Marker-Assisted Gene Pyramiding and the Reliability of Using SNP Markers Located in the Recombination Suppressed Regions of Sunflower (Helianthus annuus L.)

Abstract

Rust caused by the fungus Puccinia helianthi and downy mildew (DM) caused by the obligate pathogen Plasmopara halstedii are two of the most globally important sunflower diseases. Resistance to rust and DM is controlled by race-specific single dominant genes. The present study aimed at pyramiding rust resistance genes combined with a DM resistance gene, using molecular markers. Four rust resistant lines, HA-R3 (carrying the R₄ gene), HA-R2 (R₅), HA-R8 (R₁₅), and RHA 397 (R_13b), were each crossed with a common line, RHA 464, carrying a rust gene R₁₂ and a DM gene Pl_Arg. An additional cross was made between HA-R8 and RHA 397. Co-dominant simple sequence repeat (SSR) and single nucleotide polymorphism (SNP) markers linked to the target genes were used to discriminate between homozygotes and heterozygotes in F₂ populations. Five pyramids with different combinations of rust resistance genes were selected in the homozygous condition through marker-assisted selection, and three of them were combined with a DM resistance gene Pl_Arg: R₄/R₁₂/Pl_Arg, R₅/R₁₂/Pl_Arg, R_13b/R₁₂/Pl_Arg, R₁₅/R₁₂, and R_13b/R₁₅. The pyramiding lines with the stacking of two rust and one DM genes were resistant to all known races of North American sunflower rust and all known races of the pathogen causing DM, potentially providing multiple and durable resistance to both rust and DM. A cluster of 12 SNP markers spanning a region of 34.5 Mb on chromosome 1, which co-segregate with Pl_Arg, were tested in four populations. Use of those markers, located in a recombination suppressed region in marker selection, is discussed.

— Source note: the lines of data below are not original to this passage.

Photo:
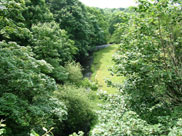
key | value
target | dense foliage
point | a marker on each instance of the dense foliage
(149, 57)
(39, 41)
(41, 86)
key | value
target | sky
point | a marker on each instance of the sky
(109, 3)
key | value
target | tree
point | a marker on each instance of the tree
(26, 89)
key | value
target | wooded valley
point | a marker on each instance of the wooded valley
(135, 88)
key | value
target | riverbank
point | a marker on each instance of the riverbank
(102, 62)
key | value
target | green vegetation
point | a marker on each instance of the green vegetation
(136, 85)
(102, 63)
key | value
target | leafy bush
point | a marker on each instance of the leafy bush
(89, 84)
(26, 90)
(75, 72)
(80, 113)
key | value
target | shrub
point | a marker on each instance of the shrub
(89, 84)
(75, 72)
(80, 113)
(26, 90)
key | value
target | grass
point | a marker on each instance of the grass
(102, 62)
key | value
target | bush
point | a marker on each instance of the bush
(80, 113)
(89, 84)
(75, 72)
(26, 91)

Keywords: downy mildew; gene pyramiding; resistance; rust; sunflower.

Figure 1

PCR gel image of single nucleotide polymorphism (SNP) markers for testing homozygous triple-resistant F₂ plants from HA-R3/RHA 464. (a) SFW05240 linked to R₄, (b) NSA_001570 linked to R₁₂, (c,d) NSA_002851 and NSA_006530 linked to Pl_Arg. 1: HA-R3, 2: RHA 464, 3–6: Homozygous triple-resistant plants for R₄/R₁₂/Pl_Arg.

Figure 2

PCR gel image of SSR markers for testing the homozygous double-resistant F₂ plants from RHA397/HA-R8. (a,b) ORS316 and HT382 linked to R_13b. (c,d) SUN398 and SUN406 linked to R₁₅. 1: RHA 397, 2: HA-R8, 3–6: Homozygous double-resistant plants for R_13b/R₁₅.

Figure 3

PCR gel image of SNP markers linked to Pl_Arg indicates recombination between NSA_008037 and NSA_007595 in selected F₂ plants from RHA 397/RHA 464. (a) NSA_005423, (b) NSA_008037, (c) NSA_007595, and (d) NSA_001835. 1: RHA 397, 2: RHA 464, 3: 14-21-319, 4: 14-21-413, 5: 14-21-129. 14-21-129 was homozygous at the NSA_005423 and NSA_008037 loci but heterozygous at the NSA_007595 and NSA_001835 loci.

Figure 4

PCR gel image of SNP markers linked to Pl_Arg indicates recombination between NSA_005063 and NSA_002851 in the selected F₂ plants from HA-R8/RHA 464. (a) NSA_002208, (b) NSA_005063, (c) NSA_002851, and (d) NSA_001835. 1: HA-R8, 2: RHA 464, 3: 16-46-202, and 4: 16-46-329. 16-46-202 and 16-46-329 did not have Pl_Arg SNP alleles at the NSA_002208 or NSA_005063 loci but had Pl_Arg SNP alleles at the NSA_002851 and NSA_001835 loci.

Figure 5

A crossover occurred between marker E and F and changed the linkage phase of Pl_Arg with the markers. A to N represent 14 SNP markers listed in Table 2. Lower case letters represent the HA-R8 SNP allele and the upper case letters represent the RHA 464 SNP allele. Pl_Arg co-segregated with the first five markers.